Find a name for your software tool.
Week 2. Operators, program design and control structures
Sept. 6, Sept. 9
Topics:
Program design; flowcharts; control structures
Assignments:
- Read chapter 4 in Learning Perl
- To be handed in by Sept. 13:
Draw flowcharts for components of your information processing tool.
Email the name of your project and a short description to the discussion
list.
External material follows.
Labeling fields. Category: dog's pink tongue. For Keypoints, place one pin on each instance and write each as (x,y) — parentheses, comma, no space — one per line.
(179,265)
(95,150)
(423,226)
Hand in the flowcharts.
Week 3. Arrays, Input/Output, File handling
Sept. 13, Sept. 16
Topics:
Arrays and I/O; file handling
Assignments:
- Read chapter 3, 6 and p. 108 - 111 of chapter 10 in Learning Perl
- Chapter 3 exercises 1 and 2;
Week 4. CGI I
Sept. 20, Sept. 23
Topics: HTML forms and how to process them with CGI
Assignments:
- Read chapter 19, pages 180 - 186, in Learning Perl
- To be handed in by Sept 27:
Create forms for your project and email
the URL of the forms to upriss@indiana.edu.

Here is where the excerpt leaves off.